The decoder predicts the next word \(y_t\), given context vector c and all other previously predicted words. Finally, the probability of the translated sentence y is calculated with:
\[ p(y) = \prod_{t=1}^{T_y} p(y_t | y_1, ..., y_{t-1}, c) \]
How do we calculate \(p(y_t | y_1, ..., y_{t-1}, c)\)?
\[ p(y_t | y_1, ..., y_{t-1}, c) = g(y_{t-1}, s_t, c) \]
where g is a non-linear function that outputs the probability of \(y_t\) and \(s_t\) is the hidden state of the RNN.

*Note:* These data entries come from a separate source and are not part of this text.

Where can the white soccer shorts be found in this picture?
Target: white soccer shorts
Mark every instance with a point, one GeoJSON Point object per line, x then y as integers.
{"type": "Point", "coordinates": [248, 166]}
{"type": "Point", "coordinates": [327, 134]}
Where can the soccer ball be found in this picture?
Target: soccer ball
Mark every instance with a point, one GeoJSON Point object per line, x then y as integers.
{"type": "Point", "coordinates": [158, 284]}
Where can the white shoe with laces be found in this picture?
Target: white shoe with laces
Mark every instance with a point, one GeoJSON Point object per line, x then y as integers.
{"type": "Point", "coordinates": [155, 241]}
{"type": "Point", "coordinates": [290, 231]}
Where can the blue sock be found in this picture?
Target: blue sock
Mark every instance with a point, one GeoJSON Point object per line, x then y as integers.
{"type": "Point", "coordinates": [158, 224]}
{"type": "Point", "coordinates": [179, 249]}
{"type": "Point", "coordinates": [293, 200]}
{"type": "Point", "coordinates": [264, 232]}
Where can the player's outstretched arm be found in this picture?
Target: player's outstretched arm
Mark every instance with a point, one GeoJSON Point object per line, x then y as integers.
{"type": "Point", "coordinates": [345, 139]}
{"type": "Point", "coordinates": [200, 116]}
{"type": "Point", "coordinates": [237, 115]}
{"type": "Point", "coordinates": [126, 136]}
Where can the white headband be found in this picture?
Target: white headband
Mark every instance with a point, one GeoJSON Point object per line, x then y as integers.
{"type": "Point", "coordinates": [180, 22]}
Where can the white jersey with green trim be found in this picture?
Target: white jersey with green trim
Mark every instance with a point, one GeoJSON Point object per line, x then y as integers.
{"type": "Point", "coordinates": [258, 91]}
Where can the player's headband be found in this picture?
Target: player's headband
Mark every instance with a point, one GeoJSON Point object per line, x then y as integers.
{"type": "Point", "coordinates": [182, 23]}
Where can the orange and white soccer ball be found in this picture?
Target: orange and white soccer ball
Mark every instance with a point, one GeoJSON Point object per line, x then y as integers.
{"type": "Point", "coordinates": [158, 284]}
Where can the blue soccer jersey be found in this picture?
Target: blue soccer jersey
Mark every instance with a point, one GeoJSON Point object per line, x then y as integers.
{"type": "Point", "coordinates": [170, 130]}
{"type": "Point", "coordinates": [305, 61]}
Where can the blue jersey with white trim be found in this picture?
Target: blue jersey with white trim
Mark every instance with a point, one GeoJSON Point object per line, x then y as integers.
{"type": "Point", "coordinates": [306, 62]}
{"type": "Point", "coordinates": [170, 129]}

Attention Mechanism: A new approach to Encoder-Decoder Structure
Encoder
In the encoder structure, the hidden states are calculated as Eq.1. Hence, in order to understand the context not only according to previous words but also according to next words, the sentence is traversed 2 times. First one is from beginning to end, second one is from end to beginning. For this operation, Bidirectional RNNs(BiRNNs) are used. This operation creates two different vectors. By concatenating these two vectors, we have our new hidden state vector h, which h contains summarized knowledge of forward and backward words.

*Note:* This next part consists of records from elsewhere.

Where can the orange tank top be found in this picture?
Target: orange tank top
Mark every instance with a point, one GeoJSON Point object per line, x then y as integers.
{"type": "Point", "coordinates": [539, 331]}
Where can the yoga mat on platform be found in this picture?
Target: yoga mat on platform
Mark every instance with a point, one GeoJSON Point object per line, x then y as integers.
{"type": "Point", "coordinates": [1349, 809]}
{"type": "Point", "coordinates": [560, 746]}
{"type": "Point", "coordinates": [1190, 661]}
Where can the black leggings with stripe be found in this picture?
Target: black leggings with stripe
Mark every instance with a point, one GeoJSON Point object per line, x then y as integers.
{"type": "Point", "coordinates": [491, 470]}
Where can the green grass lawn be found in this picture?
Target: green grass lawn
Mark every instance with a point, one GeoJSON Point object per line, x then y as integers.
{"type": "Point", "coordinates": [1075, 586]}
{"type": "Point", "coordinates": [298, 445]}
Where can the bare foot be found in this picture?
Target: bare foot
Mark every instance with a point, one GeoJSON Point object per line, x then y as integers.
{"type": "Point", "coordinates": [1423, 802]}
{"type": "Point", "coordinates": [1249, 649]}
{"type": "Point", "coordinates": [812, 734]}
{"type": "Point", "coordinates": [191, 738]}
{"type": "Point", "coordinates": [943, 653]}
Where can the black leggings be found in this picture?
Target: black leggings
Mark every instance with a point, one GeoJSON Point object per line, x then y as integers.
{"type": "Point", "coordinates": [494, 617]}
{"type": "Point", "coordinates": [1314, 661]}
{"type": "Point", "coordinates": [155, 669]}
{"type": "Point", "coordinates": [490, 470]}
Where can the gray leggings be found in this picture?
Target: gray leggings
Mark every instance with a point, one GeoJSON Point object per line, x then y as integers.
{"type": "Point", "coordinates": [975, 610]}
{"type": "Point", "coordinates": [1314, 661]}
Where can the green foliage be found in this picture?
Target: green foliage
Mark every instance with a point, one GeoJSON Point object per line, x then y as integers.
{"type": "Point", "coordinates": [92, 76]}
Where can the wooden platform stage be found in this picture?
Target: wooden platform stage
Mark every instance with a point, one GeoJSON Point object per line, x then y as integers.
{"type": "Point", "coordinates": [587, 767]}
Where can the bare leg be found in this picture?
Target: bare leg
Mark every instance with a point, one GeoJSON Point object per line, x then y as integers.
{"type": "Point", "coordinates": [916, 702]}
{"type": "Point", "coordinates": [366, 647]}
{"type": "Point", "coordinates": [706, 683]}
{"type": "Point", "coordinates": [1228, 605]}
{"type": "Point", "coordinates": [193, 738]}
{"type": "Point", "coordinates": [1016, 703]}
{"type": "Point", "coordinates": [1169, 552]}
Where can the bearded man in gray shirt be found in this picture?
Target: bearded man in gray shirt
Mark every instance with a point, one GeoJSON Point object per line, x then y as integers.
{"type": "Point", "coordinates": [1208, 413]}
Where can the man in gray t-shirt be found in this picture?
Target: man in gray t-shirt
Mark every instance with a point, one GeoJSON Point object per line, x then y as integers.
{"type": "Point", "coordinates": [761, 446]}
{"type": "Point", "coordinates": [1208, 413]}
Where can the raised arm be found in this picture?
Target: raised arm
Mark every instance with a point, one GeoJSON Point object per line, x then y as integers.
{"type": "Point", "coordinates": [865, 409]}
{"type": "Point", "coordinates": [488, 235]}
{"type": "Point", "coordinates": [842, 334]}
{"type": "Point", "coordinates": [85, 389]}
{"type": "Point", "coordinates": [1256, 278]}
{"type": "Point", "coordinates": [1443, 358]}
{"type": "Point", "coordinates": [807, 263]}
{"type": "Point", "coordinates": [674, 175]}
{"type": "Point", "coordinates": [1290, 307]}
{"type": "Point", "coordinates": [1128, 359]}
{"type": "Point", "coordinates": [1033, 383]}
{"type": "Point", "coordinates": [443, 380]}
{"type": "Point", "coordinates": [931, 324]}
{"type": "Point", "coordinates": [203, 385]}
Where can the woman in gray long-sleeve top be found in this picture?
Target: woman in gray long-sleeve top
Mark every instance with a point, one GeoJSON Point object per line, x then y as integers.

\[ h_j = [\overrightarrow{h_j^T}; \overleftarrow{h_j^T}] \]
Decoder
In the decoder structure, probability of each word is computed according to previous word’s vector \(y_{i-1}\) , hidden state \(s_i\) and context vector \(c_i\).
\[ p(y_i | y_1, ..., y_{i-1}, x) = g(y_{i-1}, s_i, c_i) \]

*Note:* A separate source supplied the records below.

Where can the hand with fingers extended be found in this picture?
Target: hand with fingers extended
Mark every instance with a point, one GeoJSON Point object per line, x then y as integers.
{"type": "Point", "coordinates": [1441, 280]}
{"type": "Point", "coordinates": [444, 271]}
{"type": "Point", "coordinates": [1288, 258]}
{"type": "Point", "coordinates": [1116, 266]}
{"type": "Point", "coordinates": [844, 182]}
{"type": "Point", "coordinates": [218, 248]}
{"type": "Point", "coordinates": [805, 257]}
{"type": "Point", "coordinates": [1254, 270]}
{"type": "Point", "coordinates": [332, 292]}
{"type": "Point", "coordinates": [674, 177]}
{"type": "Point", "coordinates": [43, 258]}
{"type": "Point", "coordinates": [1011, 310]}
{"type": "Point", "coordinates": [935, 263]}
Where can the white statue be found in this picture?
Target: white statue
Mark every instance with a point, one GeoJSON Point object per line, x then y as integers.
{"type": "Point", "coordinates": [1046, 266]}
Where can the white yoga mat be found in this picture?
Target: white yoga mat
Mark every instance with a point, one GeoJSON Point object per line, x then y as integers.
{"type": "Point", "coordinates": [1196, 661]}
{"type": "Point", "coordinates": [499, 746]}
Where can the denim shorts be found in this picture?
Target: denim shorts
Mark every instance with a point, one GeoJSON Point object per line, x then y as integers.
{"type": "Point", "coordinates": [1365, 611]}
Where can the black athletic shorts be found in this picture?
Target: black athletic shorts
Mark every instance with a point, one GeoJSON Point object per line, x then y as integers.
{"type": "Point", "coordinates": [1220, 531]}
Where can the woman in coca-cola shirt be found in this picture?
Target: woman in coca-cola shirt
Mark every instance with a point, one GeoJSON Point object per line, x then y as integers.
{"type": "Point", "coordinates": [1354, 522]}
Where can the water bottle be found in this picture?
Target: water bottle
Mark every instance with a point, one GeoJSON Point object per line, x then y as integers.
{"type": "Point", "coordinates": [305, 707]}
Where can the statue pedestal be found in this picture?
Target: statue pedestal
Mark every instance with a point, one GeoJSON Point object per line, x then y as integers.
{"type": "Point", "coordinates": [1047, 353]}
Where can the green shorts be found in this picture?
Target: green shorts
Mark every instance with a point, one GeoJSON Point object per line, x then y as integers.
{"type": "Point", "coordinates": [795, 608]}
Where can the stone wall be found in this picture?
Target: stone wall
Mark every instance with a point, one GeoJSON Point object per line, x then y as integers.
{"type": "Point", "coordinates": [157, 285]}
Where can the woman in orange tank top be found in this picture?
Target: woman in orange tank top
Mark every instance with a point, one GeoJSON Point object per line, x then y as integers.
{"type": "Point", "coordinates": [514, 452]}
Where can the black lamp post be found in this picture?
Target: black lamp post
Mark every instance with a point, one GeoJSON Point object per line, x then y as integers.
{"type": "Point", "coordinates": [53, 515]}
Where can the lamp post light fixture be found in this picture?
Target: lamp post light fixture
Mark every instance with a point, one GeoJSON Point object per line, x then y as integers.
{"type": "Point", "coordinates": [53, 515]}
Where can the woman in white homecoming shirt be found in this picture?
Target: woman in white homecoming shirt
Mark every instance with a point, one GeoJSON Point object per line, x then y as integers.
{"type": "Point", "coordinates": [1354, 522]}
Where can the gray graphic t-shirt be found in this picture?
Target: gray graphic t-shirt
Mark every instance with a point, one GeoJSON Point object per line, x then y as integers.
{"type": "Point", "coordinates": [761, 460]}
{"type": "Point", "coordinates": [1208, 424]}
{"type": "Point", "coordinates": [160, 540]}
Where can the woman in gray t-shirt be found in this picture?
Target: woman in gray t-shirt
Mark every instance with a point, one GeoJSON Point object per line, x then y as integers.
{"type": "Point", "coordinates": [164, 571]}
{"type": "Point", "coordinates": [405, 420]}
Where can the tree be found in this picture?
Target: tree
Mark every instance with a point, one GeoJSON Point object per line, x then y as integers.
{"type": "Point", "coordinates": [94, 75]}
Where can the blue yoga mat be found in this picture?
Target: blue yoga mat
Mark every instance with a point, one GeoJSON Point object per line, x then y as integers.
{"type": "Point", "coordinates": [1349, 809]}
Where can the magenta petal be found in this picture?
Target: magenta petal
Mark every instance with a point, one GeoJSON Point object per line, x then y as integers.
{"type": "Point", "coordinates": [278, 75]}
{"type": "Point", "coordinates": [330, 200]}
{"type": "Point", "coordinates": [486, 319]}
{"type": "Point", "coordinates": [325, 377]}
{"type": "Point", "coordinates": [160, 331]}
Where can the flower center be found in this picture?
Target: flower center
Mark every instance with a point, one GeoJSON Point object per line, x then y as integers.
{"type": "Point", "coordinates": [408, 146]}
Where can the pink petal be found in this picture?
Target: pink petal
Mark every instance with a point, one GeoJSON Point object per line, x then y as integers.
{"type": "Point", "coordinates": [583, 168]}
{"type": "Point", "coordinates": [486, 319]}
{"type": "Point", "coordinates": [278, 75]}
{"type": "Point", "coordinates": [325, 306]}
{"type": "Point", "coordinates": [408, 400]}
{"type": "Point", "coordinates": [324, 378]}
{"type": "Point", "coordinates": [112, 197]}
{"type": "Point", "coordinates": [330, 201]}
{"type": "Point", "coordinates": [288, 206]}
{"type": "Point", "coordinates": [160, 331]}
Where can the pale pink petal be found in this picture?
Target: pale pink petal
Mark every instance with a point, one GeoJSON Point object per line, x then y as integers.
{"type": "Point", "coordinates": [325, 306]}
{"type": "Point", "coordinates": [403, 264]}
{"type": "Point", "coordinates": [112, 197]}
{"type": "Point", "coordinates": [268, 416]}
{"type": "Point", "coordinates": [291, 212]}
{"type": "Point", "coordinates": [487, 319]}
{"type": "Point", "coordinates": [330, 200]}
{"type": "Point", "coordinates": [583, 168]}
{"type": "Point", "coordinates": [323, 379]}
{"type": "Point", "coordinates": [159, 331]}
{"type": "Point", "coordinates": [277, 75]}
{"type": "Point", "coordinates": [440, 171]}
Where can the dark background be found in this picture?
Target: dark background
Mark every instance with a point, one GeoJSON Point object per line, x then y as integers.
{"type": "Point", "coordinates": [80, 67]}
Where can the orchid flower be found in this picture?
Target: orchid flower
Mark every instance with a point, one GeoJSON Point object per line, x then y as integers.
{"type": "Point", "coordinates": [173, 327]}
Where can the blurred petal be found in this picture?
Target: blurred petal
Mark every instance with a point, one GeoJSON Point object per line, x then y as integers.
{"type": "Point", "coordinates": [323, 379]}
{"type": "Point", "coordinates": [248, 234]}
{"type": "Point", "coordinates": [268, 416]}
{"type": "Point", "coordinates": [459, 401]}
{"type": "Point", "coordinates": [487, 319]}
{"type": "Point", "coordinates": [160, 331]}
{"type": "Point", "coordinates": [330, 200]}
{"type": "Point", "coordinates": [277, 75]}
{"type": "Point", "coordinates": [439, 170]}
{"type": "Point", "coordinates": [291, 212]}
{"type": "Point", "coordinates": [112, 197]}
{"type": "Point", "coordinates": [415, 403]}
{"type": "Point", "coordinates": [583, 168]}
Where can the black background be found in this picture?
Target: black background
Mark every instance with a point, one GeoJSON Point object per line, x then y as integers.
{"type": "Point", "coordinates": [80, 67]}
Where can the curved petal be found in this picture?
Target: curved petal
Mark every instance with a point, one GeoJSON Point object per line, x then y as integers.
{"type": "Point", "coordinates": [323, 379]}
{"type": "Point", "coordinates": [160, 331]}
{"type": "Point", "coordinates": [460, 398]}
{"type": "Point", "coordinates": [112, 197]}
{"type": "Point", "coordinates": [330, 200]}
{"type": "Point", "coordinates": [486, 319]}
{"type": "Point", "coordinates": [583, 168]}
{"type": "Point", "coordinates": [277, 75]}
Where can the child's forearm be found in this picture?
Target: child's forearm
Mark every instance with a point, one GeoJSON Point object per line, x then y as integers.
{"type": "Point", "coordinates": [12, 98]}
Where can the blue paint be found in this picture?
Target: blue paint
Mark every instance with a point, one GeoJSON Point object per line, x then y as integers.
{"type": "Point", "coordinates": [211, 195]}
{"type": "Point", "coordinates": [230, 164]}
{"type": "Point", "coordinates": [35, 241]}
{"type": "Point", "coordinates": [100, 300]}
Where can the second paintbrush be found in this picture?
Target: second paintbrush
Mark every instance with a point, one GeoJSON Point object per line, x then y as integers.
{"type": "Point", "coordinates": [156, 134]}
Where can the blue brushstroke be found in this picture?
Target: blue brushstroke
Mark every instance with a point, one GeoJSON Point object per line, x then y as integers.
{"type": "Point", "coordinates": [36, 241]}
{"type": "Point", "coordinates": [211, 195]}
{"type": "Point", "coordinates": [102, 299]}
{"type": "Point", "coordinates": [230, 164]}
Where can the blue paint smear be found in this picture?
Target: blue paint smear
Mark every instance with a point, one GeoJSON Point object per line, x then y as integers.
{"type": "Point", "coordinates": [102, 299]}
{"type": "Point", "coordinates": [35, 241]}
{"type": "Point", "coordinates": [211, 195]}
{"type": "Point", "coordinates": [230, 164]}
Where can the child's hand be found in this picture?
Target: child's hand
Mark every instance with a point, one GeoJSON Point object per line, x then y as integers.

Hidden state is computed according to previous hidden state \(s_{i-1}\), previous word’s vector \(y_{i-1}\) and current context vector \(c_i\).
\[ s_i = f(s_{i-1}, y_{i-1}, c_i) \]
The context vector \(c_i\) depends on all hidden states with their weights. These weights represent the amount of “attention” needed to be given to predict next word \(y_i\).
\[ c_i = \sum_{j=1}^{T_x} \alpha_{ij} h_j \]
where \(\alpha_{ij}\) is the weight for hidden state \(h_j\) when predicting word \(y_i\). The “attention amount” calculated by the formula:
\[ \alpha_{ij} = \frac{exp(e_{ij})}{\sum_{k=1}^{T_x} exp(e_{ik})} \]
\(e(i,j)\) represents “energy”, the importance of hidden state \(h_j\), respect to the previous hidden state \(s_{i-1}\). It is calculated by concatenation of \(h_j\) and \(s_{i-1}\) is fed through a feedforward neural network a, which allows to train an alignment model through backward propagation.
\[ e_{ij} = a(s_{i-1}, h_j) \]
And with this approach, a new era of NLP has started. This attention mechanism become a basic building block of the famous transformer models.